Elaine Lima, vendo que a opinião pública começava a favorecer Helena, ficou insatisfeita.
— E daí que ele é retardado? Helena, você sabia que ele era doente e ainda o trouxe para a empresa. Eu realmente não sei o que você tem na cabeça.
Clara Gomes, vendo Helena ser atacada, adiantou-se para defendê-la.
— Elaine, a Helena só teve boa intenção. Peço desculpas em nome dela, mas vamos esquecer isso. Afinal, ele é uma pessoa com necessidades especiais, ele não escolheu ser assim. Nós, que não temos deficiências, deveríamos ter mais tolerância!

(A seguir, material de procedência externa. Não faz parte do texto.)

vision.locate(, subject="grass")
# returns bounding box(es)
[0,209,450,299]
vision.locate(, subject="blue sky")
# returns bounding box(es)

— Quem te chamou na conversa? Quem é você? Helena traz um doente mental para a empresa e ainda acha que tem razão?
Elaine Lima não largava o osso.
Clara acabou baixando a cabeça.
Helena, no entanto, retrucou:
— Não errei em trazê-lo, errei em não vigiá-lo direito. Elaine Lima, se você tem algum problema, reporte à diretoria. Se tiver coragem, me demita. Eu sei que você não vai com a minha cara, mas se não tem competência para isso, pare de falar asneiras aqui!
Após dizer isso, Helena pegou Benjamim Silveira e saiu do meio da multidão.
— Você... Helena, você me paga! — Elaine Lima estava furiosa.
Ela marchou direto para o escritório de Sienna.